Para Milei, a primeira premissa é o pagamento da dívida para o qual deve haver um superávit primário, depois do qual virão as demais necessidades. Essa lógica prevê tirar da Argentina o título de "devedor em moratória serial".

"Quando o aumento da arrecadação for transitório, o Estado poderá economizar, absorvendo dinheiro para cancelar dívida. Se o crescimento econômico for permanente e, consequentemente, o aumento da receita for estrutural, o Estado poderá reduzir impostos", prometeu.

"Por outro lado, se a economia não crescer e as receitas forem menores às previstas, o gasto será reduzido até atingir o déficit zero. Esta nova metodologia vai brindar o equilíbrio fiscal para sempre", apontou.

Previsões 2025

O orçamento de 2025 prevê um crescimento de 5% do Produto Interno Bruto (PIB), superávit primário de 1,4% e superávit financeiro de 0,4%. Prevê ainda uma inflação anual de 18,3%.

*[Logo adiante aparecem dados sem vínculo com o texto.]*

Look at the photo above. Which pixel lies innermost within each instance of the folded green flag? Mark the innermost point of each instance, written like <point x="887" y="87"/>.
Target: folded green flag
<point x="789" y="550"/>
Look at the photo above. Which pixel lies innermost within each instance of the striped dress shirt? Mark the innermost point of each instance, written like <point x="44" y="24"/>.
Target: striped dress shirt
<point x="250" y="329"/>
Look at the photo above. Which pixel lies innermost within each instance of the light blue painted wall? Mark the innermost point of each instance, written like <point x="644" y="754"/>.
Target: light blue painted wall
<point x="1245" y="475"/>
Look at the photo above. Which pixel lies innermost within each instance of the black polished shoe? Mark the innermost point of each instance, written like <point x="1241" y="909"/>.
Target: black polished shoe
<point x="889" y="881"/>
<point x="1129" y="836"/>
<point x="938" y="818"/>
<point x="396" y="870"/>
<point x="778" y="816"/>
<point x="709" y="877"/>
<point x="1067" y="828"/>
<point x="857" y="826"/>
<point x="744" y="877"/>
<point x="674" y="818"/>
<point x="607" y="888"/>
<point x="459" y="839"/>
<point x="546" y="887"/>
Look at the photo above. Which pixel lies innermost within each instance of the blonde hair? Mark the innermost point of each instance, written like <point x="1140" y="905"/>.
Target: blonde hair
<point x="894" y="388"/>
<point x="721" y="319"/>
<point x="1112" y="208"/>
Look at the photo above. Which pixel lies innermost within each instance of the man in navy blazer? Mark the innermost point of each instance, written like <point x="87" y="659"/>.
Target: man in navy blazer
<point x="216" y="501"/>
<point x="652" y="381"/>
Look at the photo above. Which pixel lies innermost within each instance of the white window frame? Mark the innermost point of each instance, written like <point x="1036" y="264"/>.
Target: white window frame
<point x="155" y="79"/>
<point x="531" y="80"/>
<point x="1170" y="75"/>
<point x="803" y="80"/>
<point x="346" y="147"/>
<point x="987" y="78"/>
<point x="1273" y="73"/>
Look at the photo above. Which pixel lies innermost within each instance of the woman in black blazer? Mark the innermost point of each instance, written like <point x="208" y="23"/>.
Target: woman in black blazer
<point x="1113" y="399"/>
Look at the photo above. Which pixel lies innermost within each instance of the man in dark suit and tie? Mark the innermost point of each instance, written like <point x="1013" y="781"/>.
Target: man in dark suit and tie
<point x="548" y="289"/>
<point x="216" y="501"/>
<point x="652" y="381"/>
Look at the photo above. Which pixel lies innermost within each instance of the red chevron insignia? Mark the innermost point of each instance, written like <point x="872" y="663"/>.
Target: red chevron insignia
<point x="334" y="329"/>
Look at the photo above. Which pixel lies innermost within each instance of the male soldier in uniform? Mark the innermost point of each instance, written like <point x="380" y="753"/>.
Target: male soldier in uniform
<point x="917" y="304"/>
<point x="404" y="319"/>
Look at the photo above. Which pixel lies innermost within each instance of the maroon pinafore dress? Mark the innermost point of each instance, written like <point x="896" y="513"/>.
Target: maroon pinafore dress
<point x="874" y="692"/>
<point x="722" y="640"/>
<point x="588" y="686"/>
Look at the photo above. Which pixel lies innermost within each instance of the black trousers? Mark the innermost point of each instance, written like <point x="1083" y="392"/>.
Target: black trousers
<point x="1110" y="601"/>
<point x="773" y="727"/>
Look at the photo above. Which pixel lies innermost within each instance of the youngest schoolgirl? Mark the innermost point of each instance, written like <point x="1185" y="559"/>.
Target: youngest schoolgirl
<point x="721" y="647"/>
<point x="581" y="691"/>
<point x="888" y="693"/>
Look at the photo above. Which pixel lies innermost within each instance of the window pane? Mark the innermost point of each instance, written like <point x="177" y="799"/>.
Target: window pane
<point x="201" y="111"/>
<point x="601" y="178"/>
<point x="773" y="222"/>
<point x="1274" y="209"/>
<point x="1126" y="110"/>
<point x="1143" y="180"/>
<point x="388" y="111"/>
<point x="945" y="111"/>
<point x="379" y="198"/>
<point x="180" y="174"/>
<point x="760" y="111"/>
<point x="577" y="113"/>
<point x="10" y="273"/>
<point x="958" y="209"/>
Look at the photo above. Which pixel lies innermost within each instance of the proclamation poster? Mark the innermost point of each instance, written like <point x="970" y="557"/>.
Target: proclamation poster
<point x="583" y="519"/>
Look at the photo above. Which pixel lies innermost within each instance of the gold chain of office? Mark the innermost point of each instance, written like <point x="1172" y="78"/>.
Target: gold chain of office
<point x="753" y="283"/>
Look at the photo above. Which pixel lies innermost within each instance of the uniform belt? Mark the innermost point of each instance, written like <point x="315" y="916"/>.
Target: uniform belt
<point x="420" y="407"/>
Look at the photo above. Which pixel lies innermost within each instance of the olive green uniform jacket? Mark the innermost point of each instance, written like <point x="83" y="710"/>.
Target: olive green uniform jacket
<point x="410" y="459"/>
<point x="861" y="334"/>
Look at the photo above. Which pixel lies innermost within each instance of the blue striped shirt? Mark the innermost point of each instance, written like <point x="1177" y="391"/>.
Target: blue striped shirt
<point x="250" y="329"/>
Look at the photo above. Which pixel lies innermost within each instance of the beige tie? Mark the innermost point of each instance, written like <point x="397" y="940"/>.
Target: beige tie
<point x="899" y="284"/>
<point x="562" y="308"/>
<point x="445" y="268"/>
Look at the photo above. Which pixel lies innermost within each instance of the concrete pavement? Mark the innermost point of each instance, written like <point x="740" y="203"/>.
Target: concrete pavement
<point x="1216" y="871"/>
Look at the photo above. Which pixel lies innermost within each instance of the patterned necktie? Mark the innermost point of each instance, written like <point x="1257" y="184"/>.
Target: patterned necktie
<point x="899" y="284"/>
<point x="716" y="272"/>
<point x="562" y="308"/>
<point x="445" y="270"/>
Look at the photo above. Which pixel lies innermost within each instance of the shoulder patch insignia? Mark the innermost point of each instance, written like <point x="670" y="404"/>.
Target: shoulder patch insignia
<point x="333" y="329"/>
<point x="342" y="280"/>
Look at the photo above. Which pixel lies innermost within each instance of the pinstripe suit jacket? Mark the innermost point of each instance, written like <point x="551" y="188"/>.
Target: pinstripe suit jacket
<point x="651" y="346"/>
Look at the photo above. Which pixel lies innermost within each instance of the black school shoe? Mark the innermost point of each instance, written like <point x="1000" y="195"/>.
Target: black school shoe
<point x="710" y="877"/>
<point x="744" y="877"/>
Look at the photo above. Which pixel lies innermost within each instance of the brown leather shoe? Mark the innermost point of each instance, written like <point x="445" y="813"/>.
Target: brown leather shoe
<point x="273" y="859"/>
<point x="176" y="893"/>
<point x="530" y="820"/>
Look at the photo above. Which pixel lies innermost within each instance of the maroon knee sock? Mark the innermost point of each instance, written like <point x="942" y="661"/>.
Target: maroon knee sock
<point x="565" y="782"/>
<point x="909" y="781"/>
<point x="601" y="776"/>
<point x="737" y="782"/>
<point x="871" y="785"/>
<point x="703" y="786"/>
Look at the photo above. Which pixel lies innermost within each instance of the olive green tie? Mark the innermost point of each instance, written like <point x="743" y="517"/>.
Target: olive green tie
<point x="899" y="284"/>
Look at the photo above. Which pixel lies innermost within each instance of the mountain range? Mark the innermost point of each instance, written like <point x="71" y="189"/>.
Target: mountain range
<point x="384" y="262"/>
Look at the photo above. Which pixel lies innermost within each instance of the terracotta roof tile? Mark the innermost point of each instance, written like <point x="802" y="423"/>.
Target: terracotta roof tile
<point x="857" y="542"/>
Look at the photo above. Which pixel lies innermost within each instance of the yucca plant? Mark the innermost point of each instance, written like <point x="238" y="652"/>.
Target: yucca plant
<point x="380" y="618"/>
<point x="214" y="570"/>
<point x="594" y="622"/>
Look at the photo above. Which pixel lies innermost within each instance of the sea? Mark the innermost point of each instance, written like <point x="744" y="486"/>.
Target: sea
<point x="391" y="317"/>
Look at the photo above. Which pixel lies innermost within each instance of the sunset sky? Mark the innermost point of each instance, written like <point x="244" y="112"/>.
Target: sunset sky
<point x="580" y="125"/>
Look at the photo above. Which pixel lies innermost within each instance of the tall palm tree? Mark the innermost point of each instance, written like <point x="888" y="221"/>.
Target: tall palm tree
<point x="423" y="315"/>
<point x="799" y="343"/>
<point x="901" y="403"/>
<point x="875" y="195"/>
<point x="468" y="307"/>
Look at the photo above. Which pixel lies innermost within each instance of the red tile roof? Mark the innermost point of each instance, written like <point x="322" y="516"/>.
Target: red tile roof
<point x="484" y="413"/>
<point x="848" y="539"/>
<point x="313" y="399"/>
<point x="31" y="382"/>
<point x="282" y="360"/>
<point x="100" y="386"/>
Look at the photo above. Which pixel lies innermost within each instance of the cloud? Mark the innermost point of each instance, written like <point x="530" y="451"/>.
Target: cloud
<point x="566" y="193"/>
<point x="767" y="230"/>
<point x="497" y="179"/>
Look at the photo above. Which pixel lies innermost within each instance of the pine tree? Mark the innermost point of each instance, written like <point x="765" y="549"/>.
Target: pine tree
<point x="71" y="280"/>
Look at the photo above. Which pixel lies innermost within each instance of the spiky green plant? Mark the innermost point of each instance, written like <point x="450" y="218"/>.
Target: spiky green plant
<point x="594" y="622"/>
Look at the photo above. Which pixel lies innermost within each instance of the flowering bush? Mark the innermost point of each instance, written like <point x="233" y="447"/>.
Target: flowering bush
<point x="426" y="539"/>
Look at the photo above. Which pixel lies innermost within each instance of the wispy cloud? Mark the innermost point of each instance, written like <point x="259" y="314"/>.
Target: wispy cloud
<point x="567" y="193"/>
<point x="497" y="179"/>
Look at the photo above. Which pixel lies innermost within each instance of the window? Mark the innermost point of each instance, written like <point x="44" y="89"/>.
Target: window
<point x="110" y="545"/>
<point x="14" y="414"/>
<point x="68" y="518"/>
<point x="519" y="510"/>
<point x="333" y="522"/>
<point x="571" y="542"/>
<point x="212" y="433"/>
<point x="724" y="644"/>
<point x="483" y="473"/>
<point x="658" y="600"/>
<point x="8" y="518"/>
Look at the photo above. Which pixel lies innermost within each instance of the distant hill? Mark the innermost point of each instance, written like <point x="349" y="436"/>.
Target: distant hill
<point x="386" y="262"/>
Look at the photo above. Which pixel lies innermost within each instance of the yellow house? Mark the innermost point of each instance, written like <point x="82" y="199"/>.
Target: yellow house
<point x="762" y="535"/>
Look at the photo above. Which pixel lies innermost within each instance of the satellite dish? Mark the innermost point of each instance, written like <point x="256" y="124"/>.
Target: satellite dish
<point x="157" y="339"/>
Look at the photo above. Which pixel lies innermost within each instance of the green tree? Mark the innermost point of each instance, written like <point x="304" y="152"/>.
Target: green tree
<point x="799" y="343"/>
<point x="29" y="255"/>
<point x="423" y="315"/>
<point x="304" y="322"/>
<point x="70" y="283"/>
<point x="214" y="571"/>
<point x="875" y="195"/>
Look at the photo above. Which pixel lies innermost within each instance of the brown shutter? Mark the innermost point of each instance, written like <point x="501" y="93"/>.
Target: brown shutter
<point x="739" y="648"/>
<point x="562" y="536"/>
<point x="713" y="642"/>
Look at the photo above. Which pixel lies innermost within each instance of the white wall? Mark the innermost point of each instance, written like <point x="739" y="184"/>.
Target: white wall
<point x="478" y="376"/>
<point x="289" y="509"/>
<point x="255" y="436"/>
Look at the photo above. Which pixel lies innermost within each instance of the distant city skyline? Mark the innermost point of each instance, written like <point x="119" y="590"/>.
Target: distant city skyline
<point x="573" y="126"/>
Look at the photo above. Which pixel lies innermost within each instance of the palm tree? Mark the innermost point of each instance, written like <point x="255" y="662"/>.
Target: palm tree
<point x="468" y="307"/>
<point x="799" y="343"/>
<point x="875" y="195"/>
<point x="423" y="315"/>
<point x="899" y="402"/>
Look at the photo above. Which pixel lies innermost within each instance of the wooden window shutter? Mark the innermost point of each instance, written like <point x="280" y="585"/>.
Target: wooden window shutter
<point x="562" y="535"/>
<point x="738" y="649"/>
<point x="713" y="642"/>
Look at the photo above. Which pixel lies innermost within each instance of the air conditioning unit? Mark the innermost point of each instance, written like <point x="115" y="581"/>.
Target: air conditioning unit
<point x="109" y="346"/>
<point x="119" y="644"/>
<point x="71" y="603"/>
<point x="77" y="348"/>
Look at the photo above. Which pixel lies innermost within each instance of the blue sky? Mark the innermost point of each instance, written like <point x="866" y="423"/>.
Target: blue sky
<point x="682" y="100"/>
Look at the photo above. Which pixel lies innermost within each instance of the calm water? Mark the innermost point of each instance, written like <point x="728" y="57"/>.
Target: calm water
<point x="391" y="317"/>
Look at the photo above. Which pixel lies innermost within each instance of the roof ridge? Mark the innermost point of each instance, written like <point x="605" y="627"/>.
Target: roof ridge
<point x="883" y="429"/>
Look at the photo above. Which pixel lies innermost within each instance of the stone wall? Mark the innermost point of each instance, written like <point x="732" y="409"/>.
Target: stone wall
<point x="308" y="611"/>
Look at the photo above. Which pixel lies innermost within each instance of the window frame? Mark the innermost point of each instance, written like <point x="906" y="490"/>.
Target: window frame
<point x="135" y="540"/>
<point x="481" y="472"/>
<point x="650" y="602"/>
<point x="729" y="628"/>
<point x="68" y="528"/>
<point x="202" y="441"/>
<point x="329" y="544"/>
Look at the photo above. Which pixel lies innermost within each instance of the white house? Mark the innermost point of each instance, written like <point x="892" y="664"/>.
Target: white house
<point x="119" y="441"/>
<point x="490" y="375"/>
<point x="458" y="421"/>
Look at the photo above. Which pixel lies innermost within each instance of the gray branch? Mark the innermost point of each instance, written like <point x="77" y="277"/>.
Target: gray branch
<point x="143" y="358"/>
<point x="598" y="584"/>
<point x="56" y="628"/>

Os números foram considerados "otimistas" e "inconsistentes" por empresários e economistas.

No ano passado, a inflação ficou em 211,4%. Neste ano, até agosto, a inflação já chega a 94,8%. A projeção do governo para este ano é de 104,4%. Para cumprir essa meta, a inflação mensal deveria ser de 1,2% até o final do ano, mas a taxa não tem baixado de 4% ao mês.

Segundo pesquisa do próprio Banco Central argentino junto aos 42 principais agentes econômicos do país, o mercado prevê inflação de 122,9% para este ano.

Para o ano que vem, os 18,3% previstos por Milei também são vistos como ousados pelo mercado, que prevê 20 pontos a mais: 38%.

Outra inconsistência: neste ano, a economia deve encolher 3,8%. Se a economia deslanchar e crescer 5% como o governo prevê, isso deve aumentar a pressão inflacionária. Já o mercado prevê que a economia cresça 3,5%.

Estratégia implícita

Muitos acreditam que o otimismo do governo seja uma estratégia para gerar confiança. Se o governo calcular que a inflação será de 40%, todos os agentes econômicos vão remarcar preços e convalidar aumentos dessa magnitude. Então, a divulgação de um valor menor visaria influir na baixa da expectativa inflacionária.

Mas também existe uma estratégia do governo que pode estar implícita no orçamento. O crescimento econômico dessa magnitude e a queda da inflação passam a ser consistentes se houver um crédito que alavanque a economia e que permita ao governo eliminar as restrições de acesso à moeda estrangeira e ao movimento de capitais.

O alvo dessa estratégia seria o Fundo Monetário Internacional. Para um novo acordo com o FMI, Milei aposta na vitória do seu aliado político Donald Trump. Os Estados Unidos são o principal sócio do FMI e uma decisão política do próximo inquilino na Casa Branca pode ajudar a Casa Rosada.